The third act takes place in the Townsend Thanatorium Boardroom and opens with a comic discussion between two medical students, Medical Dick and Medical Davy, and a charwoman; during the course of their dialogue, it is revealed that Lily Foley has contracted syphilis. The Board is engaged in a plan to build a shamrock-shaped mortuary chapel for Protestants, Catholics, and Nonconformists, which is criticised as useless and frivolous by Dr. Tumulty, a cynical, practical-minded doctor. Tully, now a member of the Dublin Corporation, arrives to broker the sale of some tenement property as a site for the project. The meeting is disrupted by Tully's brother-in-law, Foley, who has returned from the war to find that he has been evicted from his tenement and that his wife, son, and newborn child have all perished in his absence. The Board responds with meaningless words of sympathy but apparently does not feel any culpability, and Dr. Tumulty is left to state the moral of the play: "All your benevolent formulism only makes the position more and more hopeless. The less you spend on prevention the more you will pay for cure. Until the citizens of this city realize that their children should be brought up in the most beautiful and favorable surroundings the city can afford, and not in the most squalid, until this floundering Moloch of a Government realize that they must spend more money on education than on police, this city will continue to be the breeding-ground of disease, vice, hypocrisy and discontent. I leave you to erect your tripartite edifice over the children of the city of blight."

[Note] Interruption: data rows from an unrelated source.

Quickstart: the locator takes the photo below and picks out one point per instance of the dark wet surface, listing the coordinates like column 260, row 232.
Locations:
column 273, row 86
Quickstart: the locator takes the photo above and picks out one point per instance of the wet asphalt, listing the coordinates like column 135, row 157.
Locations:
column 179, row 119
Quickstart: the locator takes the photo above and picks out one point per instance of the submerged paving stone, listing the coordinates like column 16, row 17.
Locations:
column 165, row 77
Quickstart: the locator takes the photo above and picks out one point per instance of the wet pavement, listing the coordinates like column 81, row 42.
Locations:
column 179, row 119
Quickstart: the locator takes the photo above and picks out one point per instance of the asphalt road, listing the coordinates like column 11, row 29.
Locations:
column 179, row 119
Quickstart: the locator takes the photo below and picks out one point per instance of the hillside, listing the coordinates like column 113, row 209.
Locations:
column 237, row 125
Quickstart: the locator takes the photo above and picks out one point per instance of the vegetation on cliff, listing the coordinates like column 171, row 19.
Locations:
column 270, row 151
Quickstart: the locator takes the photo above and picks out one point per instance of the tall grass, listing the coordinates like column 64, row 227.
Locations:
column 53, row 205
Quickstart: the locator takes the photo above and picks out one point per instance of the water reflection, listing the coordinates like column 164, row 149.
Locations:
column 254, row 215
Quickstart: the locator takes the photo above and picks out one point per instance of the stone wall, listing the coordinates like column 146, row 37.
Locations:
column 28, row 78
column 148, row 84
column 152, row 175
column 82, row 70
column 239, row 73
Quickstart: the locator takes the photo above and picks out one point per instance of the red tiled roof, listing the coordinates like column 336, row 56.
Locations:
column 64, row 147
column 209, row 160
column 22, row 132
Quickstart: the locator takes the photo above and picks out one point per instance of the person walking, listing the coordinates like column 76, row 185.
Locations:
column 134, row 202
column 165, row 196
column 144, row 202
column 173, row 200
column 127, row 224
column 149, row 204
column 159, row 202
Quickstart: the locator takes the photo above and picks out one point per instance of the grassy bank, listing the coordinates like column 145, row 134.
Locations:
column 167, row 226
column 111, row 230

Gogarty critics have noted that the over-prominence of Tumulty (who is essentially a mouthpiece for Gogarty and not a character in his own right) in Act III constitutes a "structural flaw". However, while acknowledging that the polemic play "suffers from the limitations of its kind", Gogarty's skilful use of comic dialogue and irony have been praised.

==Reception and influence==
The play was highly anticipated by the theatre going public and played to packed houses, with the Irish Independent commenting that "such an audience has not been at the Abbey since the night Shaw's Blanco Posnet was first produced [in 1909]." Critics commented on the play's grim efficacy in unveiling the horrors of slumdom, and Sir John Russell, speaking at a charitable dinner a week after the Blights appearance, said that it exposed the plight of Dublin's poor as no play ever had. Andrew Malone, writing a review of Irish drama in 1929, called it "undoubtedly the best play yet produced by an Irish dramatist dealing with a specifically Irish social problem" and observed that it "is marked by a critically ironic insight into social conditions." Blight drew in a record £160 in profits for the Abbey, but was cancelled by Lady Gregory after ten days, possibly due to the controversiality of some of its content.

Seán O'Casey was present at Blights opening night, later stating that it was one of only two plays that he had ever gone to see at the Abbey. It has been suggested that Blight may have had an influence on O'Casey's later drama, particularly Juno and the Paycock, but O'Casey himself claimed that it "had no influence whatever on me."